A Conversation with Computer Visionary Jaron Lanier [8.29.11]
Source: http://edge.org/conversation/the-local-global-flip
"If you aspire to use computer network power to become a global force through shaping the world instead of acting as a local player in an unfathomably large environment, when you make that global flip, you can no longer play the game of advantaging the design of the world to yourself and expect it to be sustainable. The great difficulty of becoming powerful and getting close to a computer network is: Can people learn to forego the temptations, the heroin-like rewards of being able to reform the world to your own advantage in order to instead make something sustainable?"

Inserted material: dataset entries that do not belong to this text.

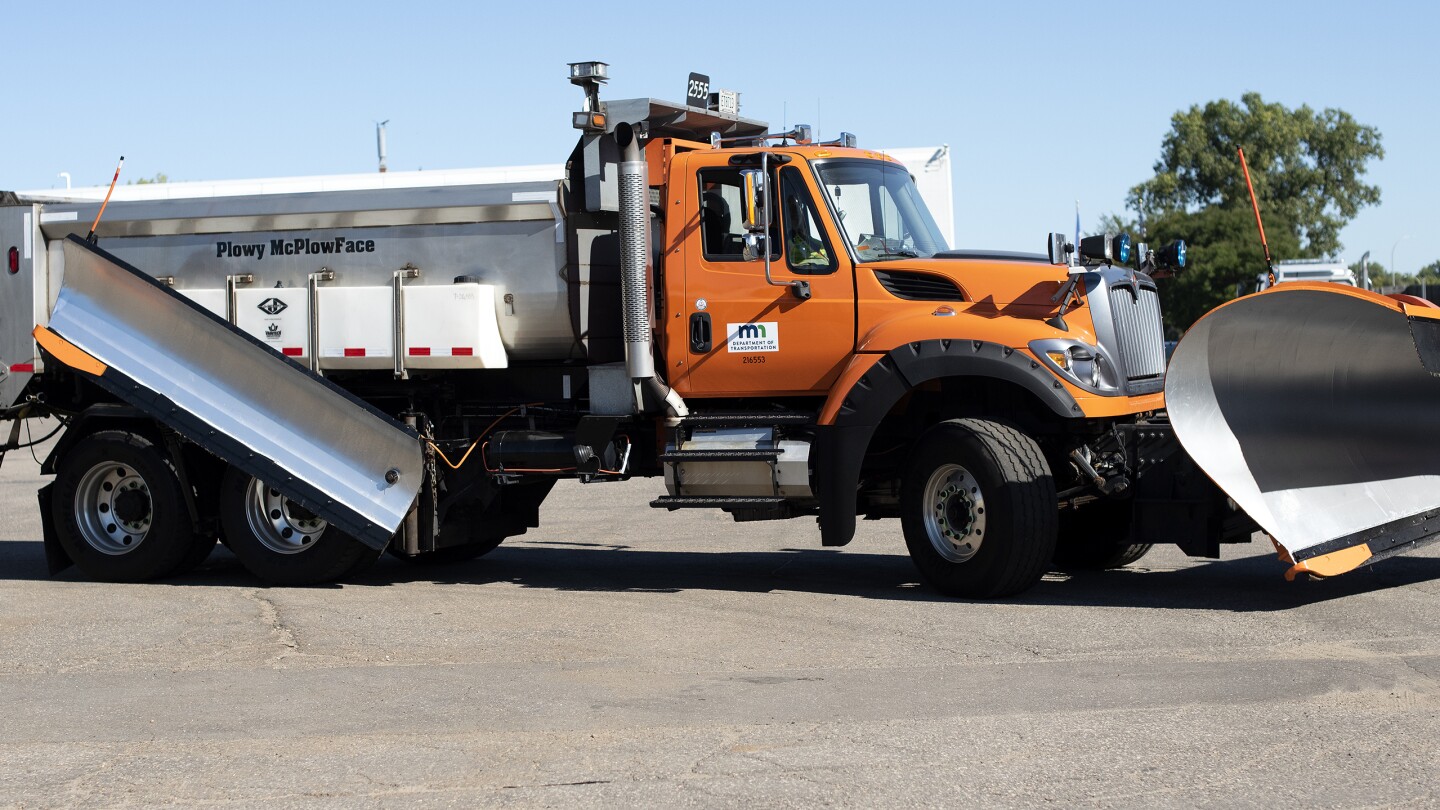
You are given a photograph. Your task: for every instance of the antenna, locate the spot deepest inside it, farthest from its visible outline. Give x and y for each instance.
(379, 141)
(115, 179)
(1260, 225)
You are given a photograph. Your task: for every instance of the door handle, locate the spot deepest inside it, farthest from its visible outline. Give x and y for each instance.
(700, 332)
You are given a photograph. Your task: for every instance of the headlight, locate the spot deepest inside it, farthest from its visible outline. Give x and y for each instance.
(1079, 362)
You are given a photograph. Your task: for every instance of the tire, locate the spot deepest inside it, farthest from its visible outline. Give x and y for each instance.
(120, 512)
(1093, 538)
(280, 541)
(978, 509)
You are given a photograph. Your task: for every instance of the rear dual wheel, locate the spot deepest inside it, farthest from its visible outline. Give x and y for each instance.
(282, 542)
(120, 510)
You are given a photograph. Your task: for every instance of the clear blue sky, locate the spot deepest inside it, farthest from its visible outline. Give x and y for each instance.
(1041, 103)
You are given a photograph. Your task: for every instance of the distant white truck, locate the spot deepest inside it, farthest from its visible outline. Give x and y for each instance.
(1308, 270)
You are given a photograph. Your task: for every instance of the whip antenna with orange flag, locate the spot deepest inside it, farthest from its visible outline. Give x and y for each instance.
(113, 180)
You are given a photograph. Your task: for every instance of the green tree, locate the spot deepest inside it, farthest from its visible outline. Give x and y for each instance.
(1308, 170)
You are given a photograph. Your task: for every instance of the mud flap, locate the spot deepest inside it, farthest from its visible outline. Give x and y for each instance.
(1314, 407)
(232, 395)
(55, 557)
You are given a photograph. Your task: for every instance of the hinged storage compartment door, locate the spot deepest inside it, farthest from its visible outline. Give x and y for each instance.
(452, 327)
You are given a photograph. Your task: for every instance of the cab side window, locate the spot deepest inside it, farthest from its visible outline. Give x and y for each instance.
(807, 250)
(722, 229)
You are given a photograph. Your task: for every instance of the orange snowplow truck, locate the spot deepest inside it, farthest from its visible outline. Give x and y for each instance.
(776, 326)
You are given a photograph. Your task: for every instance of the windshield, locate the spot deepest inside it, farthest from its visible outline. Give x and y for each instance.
(879, 209)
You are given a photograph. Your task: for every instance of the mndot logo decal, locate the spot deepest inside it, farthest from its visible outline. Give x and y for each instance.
(753, 336)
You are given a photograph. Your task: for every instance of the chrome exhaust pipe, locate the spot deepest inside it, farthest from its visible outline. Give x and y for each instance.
(635, 239)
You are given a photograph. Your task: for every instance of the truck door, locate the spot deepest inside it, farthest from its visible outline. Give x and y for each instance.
(762, 337)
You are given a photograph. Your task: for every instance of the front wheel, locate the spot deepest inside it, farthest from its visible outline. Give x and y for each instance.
(281, 541)
(978, 509)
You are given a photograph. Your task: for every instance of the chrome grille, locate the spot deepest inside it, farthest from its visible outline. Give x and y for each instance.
(1138, 329)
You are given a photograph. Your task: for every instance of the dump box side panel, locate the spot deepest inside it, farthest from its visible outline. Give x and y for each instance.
(236, 398)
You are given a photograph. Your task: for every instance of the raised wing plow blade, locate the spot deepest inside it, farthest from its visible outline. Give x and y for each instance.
(1316, 408)
(232, 395)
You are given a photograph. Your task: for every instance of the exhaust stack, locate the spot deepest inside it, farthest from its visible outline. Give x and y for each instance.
(634, 198)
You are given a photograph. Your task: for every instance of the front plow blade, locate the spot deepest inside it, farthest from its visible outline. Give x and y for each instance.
(1315, 407)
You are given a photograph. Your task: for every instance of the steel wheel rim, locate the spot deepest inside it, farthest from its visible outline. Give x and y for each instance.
(954, 513)
(278, 523)
(113, 508)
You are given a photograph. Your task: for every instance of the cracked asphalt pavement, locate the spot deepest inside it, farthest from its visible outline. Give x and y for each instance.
(624, 656)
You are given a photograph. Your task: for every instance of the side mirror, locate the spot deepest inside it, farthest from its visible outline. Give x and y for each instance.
(755, 201)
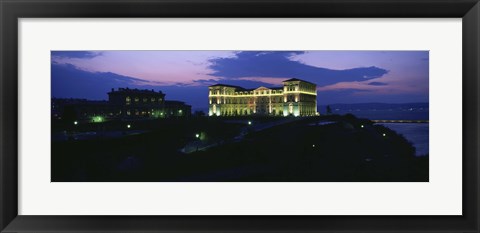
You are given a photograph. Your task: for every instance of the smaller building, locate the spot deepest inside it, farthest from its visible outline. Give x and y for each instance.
(123, 103)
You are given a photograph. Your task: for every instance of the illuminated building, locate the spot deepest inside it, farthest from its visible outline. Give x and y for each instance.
(124, 103)
(135, 103)
(295, 98)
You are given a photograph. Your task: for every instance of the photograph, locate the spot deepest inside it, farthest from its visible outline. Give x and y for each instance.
(239, 116)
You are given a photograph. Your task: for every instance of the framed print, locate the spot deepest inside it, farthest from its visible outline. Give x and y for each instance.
(239, 116)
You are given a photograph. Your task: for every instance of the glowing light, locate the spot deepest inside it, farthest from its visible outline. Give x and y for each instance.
(97, 119)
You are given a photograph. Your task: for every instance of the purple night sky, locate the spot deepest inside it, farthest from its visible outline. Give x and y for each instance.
(341, 76)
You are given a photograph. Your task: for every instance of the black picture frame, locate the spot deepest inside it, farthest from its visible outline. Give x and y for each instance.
(11, 11)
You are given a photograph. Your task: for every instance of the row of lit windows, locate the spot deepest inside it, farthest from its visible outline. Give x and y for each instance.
(128, 100)
(263, 92)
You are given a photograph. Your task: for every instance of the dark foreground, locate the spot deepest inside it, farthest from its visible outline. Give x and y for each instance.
(321, 149)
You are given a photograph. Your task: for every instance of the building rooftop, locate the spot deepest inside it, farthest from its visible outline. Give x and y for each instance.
(296, 79)
(225, 85)
(251, 89)
(135, 90)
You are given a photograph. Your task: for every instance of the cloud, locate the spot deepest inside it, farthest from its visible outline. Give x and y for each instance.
(75, 54)
(279, 65)
(68, 81)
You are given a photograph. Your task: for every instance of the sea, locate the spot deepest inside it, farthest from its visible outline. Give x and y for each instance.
(416, 133)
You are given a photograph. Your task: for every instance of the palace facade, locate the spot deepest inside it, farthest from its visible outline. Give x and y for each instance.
(295, 98)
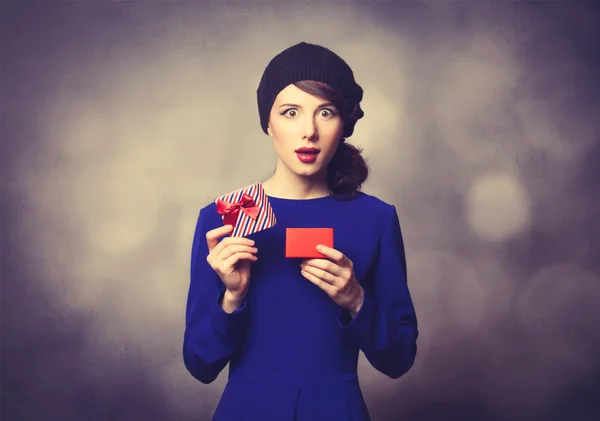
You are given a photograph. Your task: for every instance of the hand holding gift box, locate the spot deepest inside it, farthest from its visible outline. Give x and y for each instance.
(247, 209)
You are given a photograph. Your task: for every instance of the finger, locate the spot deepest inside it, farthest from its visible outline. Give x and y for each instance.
(323, 264)
(230, 249)
(328, 288)
(230, 262)
(212, 236)
(333, 254)
(231, 240)
(320, 273)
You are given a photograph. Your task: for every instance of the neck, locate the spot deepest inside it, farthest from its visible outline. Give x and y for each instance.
(286, 184)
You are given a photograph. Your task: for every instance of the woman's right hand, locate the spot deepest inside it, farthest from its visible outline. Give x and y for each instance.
(231, 259)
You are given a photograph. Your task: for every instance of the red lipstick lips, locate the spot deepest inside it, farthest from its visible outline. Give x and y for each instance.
(307, 155)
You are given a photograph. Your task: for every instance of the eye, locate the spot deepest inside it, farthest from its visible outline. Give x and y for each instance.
(328, 112)
(290, 112)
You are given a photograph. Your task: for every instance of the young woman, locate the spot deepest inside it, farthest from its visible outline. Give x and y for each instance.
(291, 329)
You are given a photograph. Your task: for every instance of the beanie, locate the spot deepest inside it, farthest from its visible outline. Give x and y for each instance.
(306, 61)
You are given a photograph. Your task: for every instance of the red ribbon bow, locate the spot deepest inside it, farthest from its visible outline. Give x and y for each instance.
(232, 210)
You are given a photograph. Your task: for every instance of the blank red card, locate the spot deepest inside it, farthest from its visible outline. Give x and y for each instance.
(302, 242)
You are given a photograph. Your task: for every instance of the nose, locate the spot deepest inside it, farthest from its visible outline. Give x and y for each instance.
(310, 129)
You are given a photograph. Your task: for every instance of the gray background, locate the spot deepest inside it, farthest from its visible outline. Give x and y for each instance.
(121, 119)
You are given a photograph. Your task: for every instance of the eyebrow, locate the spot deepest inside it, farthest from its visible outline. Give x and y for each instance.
(326, 104)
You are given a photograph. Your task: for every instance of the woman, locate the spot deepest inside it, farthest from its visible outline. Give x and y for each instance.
(291, 330)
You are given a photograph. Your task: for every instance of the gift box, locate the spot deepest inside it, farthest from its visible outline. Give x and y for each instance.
(302, 242)
(247, 209)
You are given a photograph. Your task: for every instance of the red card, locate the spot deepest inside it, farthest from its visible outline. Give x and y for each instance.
(302, 242)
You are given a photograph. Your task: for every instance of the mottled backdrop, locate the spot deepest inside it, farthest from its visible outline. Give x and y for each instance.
(121, 119)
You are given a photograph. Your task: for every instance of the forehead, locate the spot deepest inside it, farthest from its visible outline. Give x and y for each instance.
(291, 93)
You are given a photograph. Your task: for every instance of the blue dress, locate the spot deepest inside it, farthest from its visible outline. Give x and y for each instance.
(292, 351)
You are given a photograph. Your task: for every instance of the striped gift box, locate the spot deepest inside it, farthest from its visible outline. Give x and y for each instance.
(247, 209)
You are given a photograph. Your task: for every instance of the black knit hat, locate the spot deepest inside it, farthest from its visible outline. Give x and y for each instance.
(306, 61)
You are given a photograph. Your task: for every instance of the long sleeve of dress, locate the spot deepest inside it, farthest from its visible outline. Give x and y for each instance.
(385, 327)
(211, 335)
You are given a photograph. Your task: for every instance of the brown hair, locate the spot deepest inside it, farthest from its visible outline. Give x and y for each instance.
(347, 170)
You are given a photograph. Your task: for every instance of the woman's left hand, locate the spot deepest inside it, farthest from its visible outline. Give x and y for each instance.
(336, 277)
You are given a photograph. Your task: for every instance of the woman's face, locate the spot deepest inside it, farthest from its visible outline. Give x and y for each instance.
(298, 120)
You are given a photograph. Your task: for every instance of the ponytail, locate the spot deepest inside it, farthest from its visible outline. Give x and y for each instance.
(347, 171)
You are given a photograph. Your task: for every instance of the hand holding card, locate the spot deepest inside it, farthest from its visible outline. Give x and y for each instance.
(302, 242)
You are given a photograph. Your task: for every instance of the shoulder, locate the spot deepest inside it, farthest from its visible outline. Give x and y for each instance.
(373, 205)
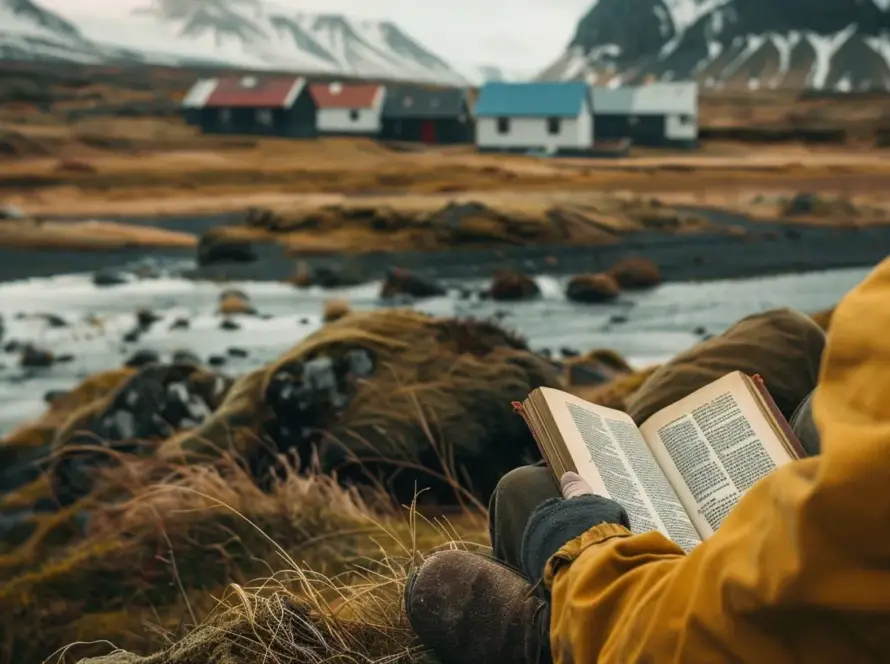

"I strongly urge you to read this truly epic interview with Jaron Lanier at Edge. ... It's an extraordinary interview, packed with insight and often grimly funny." Matt Zoller Seitz, Salon.com
"Fascinating conversation with Jaron Lanier, influential computer scientist. On economics of the Internet – implications of networked technology, destruction of middle class and dark side of new media". — Writing Worth Reading, The Browser.com
Introduction
by John Brockman
We used to think that information is power and that the personal computer enabled lives. But, according to Jaron Lanier, things changed about ten years ago. He cites Apple, Google, and Walmart as some of the reasons.
In a freewheeling hour-long conversation, Lanier touches on, and goes beyond the themes he launched in his influential 2006 Edge essay "Digital Maoism: The Hazards of the New Online Collectivism." What he terms "The Local-Global Flip" might be better expressed as "The Lanier Effect".